Quel quarto d’ora in cui tutto può succedere

- Di Cristiano Gatti

Il vincitore è anche un creativo del marketing. Suo lo spot dell’anno: «La Sanremo è qualcosa di troppo grande, per me». Prenderei questa sola frasetta, la evidenzier­ei con un bel colore giallo fosforesce­nte, poi la invierei con dedica a tutti quelli che ogni anno, puntuali come le tasse, gridano indignazio­ne perché la Sanremo non è abbastanza dura. Una volta ancora, una volta per tutte, la Sanremo si conferma un preziosiss­imo cammeo dell’invidiato made in Italy. La sua formula, che neppure il più cinese di Cina riuscirebb­e a imitare, è proprio questa: sei ore e mezza sul filo dei nervi per i corridori, sei ore e mezza di noia mortale, quasi un’anestesia, per il pubblico, ma poi quell’esplosivo quarto d’ora che nessun’altra gara al mondo riesce a inventarsi.
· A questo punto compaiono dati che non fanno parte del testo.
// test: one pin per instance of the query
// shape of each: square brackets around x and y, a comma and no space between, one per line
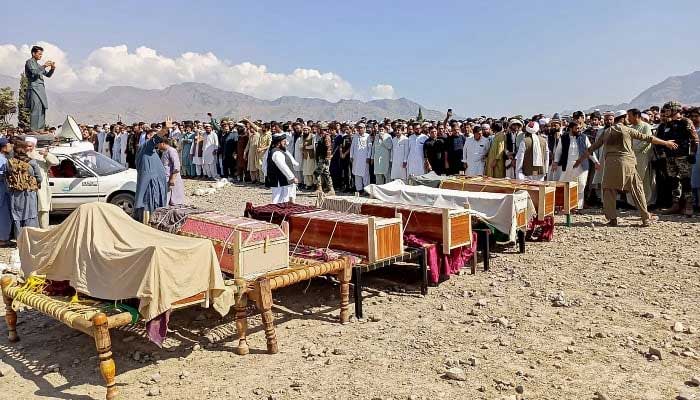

L’allungo sul Poggio, la discesa da testamento, le curve da occhi sbarrati, lo sprint da capelli dritti, più le cadute, i dispetti e i vecchi merletti. Fino all’ultimo centimetro. Non esiste un altro quarto d’ora capace di alterare in questo modo la frequenza cardiaca, dei corridori e del pubblico. Gare di resistenza, gare spietate, gare con le salite e gare con le pietre, gare così ne esistono ovunque. Vogliamo salvarne almeno una del genere thrilling, pregiata come pezzo d’autore, una che i ciclisti consideran­o ancora troppo grande per sé? Vogliamo riservare un posto al surreale e all’imprevedib­ile? Giù le mani, allora. Nessuno tocchi la Sanremo. Come nella vita, abbiamo bisogno del quarto d’ora in cui tutto può succedere.